Derby County
- Chairman: Robert Maxwell
- Manager: Arthur Cox
- Stadium: Baseball Ground
- Second Division: 1st
- FA Cup: First round
- League Cup: Third round
- Top goalscorer: League: Bobby Davison (19) All: Bobby Davison (22)
- Highest home attendance: 21,485 vs. Portsmouth 4 March 1987
- Lowest home attendance: 8,531 vs.Chester City 27 August 1986
- Average home league attendance: 15,237
| Home colours | Away colours | Third colours |
- ← 1985-861987-88 →

= 1986–87 Derby County F.C. season =

The 1986–87 season was the 89th season of association football in the Football League played by Derby County F.C., an English football club based in Derby, Derbyshire. Their third-place finish in the 1985–86 season meant they were promoted to the second tier. Arthur Cox was the manager for his third season in charge. Derby won the Second Division in this season.

==Overview==

Derby County played in three competitions in the 1986-87 season. The Football League Second Division, FA Cup, and Football League Cup.

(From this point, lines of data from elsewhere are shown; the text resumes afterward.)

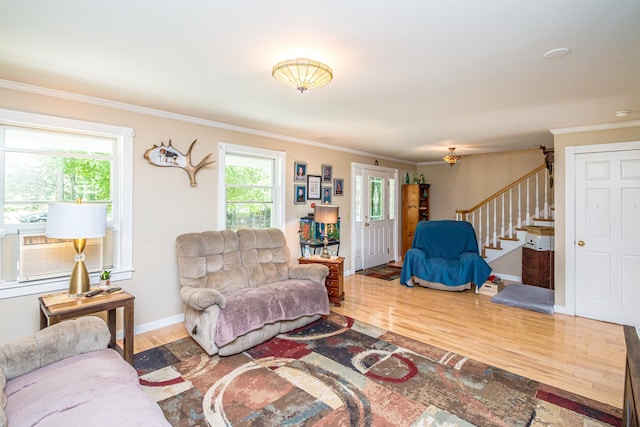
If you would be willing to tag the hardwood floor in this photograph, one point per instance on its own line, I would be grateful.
(579, 355)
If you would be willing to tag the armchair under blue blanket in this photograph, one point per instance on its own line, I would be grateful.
(444, 256)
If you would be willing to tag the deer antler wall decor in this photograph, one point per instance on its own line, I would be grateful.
(167, 156)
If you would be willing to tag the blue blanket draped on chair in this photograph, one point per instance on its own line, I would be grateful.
(445, 252)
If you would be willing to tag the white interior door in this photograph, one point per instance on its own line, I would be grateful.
(377, 245)
(607, 236)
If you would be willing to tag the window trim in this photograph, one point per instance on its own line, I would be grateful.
(279, 158)
(122, 225)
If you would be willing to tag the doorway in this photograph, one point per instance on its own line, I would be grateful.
(603, 239)
(374, 220)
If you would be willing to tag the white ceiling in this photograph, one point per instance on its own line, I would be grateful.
(411, 78)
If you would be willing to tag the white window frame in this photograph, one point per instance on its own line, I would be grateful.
(279, 158)
(122, 189)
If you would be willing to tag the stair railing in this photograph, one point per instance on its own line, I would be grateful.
(521, 203)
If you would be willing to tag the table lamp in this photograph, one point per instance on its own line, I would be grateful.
(77, 221)
(325, 214)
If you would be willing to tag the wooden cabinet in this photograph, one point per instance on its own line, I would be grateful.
(631, 405)
(415, 208)
(335, 279)
(537, 268)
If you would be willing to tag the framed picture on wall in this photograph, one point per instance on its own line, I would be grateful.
(299, 194)
(326, 195)
(313, 187)
(327, 173)
(338, 187)
(300, 171)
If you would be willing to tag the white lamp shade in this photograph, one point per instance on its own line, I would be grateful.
(76, 221)
(325, 214)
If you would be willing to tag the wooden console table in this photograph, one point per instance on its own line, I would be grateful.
(335, 280)
(57, 307)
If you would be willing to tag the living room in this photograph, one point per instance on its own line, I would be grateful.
(165, 205)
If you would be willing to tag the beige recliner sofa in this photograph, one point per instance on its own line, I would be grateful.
(239, 288)
(64, 375)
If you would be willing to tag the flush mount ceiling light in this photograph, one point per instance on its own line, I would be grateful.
(302, 74)
(557, 53)
(622, 113)
(451, 158)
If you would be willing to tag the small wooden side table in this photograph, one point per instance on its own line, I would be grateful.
(57, 307)
(335, 280)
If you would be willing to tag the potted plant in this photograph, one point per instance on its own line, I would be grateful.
(105, 279)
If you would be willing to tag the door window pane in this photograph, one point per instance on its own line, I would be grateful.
(376, 201)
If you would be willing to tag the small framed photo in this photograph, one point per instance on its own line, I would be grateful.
(300, 194)
(338, 187)
(300, 171)
(314, 183)
(326, 195)
(327, 173)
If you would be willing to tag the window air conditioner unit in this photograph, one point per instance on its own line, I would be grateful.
(41, 257)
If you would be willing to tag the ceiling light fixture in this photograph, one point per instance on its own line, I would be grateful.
(451, 158)
(302, 74)
(557, 53)
(622, 113)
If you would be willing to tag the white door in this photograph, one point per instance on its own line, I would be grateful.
(607, 236)
(376, 247)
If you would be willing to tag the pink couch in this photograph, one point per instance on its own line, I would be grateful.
(65, 375)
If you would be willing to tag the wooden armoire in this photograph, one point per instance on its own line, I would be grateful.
(415, 208)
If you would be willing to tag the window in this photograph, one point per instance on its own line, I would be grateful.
(251, 184)
(45, 159)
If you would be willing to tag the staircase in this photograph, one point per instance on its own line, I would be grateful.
(500, 219)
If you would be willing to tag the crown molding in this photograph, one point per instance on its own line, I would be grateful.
(591, 128)
(54, 93)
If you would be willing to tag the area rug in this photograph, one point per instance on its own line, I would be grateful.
(385, 272)
(526, 296)
(341, 372)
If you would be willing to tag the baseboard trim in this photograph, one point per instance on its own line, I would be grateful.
(152, 326)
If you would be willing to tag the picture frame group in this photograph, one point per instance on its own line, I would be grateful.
(309, 186)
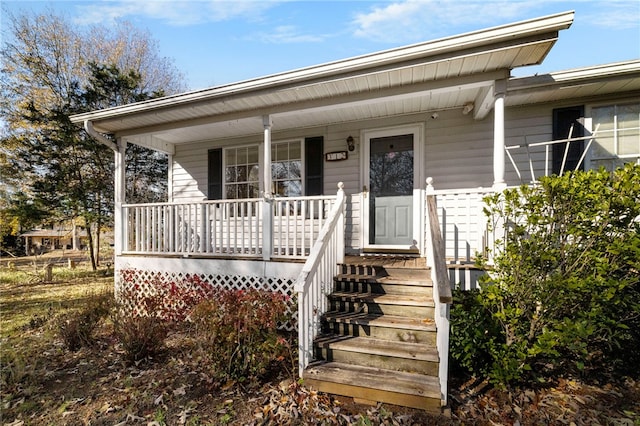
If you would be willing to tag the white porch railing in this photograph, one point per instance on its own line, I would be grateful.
(442, 296)
(315, 282)
(224, 227)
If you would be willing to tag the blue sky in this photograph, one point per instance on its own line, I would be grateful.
(217, 42)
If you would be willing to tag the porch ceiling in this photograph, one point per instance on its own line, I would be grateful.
(437, 75)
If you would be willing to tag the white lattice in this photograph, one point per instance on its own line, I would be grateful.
(143, 283)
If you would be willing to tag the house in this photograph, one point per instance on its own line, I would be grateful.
(39, 240)
(318, 181)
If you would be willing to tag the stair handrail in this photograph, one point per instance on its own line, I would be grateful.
(314, 283)
(441, 287)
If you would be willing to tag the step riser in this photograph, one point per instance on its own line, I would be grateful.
(380, 288)
(378, 361)
(377, 308)
(419, 402)
(383, 333)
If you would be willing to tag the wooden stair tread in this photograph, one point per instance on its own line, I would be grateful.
(367, 345)
(423, 281)
(377, 320)
(355, 278)
(374, 378)
(385, 299)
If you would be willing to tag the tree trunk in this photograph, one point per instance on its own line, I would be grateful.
(91, 248)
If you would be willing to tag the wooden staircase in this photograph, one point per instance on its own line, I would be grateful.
(378, 337)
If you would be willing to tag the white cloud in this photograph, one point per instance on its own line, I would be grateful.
(413, 20)
(173, 12)
(290, 34)
(618, 15)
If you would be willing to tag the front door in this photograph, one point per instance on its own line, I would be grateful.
(389, 190)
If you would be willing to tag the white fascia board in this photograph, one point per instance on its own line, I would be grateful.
(399, 55)
(576, 76)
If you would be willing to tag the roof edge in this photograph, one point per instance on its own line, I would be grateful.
(513, 31)
(576, 75)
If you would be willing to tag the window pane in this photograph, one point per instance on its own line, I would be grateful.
(295, 169)
(628, 123)
(243, 191)
(278, 171)
(230, 174)
(603, 120)
(242, 173)
(254, 190)
(282, 152)
(241, 156)
(254, 173)
(231, 192)
(293, 188)
(230, 157)
(295, 151)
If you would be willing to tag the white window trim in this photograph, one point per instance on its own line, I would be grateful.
(260, 147)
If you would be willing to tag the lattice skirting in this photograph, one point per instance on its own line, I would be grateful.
(180, 289)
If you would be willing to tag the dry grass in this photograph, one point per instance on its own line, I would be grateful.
(43, 383)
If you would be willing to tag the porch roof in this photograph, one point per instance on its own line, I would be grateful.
(434, 75)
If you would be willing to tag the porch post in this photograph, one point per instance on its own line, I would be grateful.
(120, 221)
(498, 136)
(267, 209)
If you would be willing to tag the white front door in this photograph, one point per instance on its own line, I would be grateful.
(390, 198)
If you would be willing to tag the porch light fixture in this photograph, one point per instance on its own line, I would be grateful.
(350, 144)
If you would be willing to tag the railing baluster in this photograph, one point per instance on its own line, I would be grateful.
(223, 227)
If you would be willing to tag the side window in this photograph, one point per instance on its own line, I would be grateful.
(296, 170)
(566, 121)
(214, 178)
(286, 169)
(616, 135)
(314, 165)
(242, 172)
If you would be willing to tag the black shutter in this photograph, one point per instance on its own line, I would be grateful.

The league season started on 23 August 1986 and finished on 9 May 1987. Derby finished first in the Second Division and won promotion to the First Division for the following season.

They entered the FA Cup in the first round of the FA Cup and lost 1-0 to Sheffield Wednesday on 26 January 1987.

Derby entered the League Cup in the first round and were knocked out of the League Cup in the third round by Aston Villa, losing 2-1.

==Players==

| Position | Nationality | Name |
|---|---|---|
| GK | ENG | Mark Wallington |
| GK | ENG | Eric Steele |
| GK | ENG | Martin Taylor |
| DF | ENG | Rob Hindmarch |
| DF | ENG | Richard Pratley |
| DF | ENG | Paul Blades |
| DF | ENG | Mike Forsyth |
| DF | ENG | David Linighan |
| DF | ENG | Ross MacLaren |
| DF | ENG | Graham Harbey |
| DF | ENG | Mel Sage |
| MF | ENG | Mark Lillis |
| MF | ENG | John Gregory |
| MF | ENG | Gary Micklewhite |
| MF | ENG | David Penney |
| MF | WAL | Geraint Williams |
| MF | ENG | Mickey Lewis |
| MF | ENG | Steve McClaren |
| MF | ENG | Steve Cross |
| FW | ENG | Nigel Callaghan |
| FW | IRE | Jeff Chandler |
| FW | ENG | Andy Garner |
| FW | ENG | Bobby Davison |
| FW | ENG | Phil Gee |

==Kit==
The kit for this season was manufactured by sportswear company OSCA. The home kit was traditional white, but with yellow and blue trim on the collar and arms. The away kit had light and dark blue vertical stripes.

The main sponsor for the kit was Sportsweek. This was the only season they sponsored the shirt. By the end of the season Sportsweek had closed down and chairman Robert Maxwell's BPCC took over as shirt sponsor.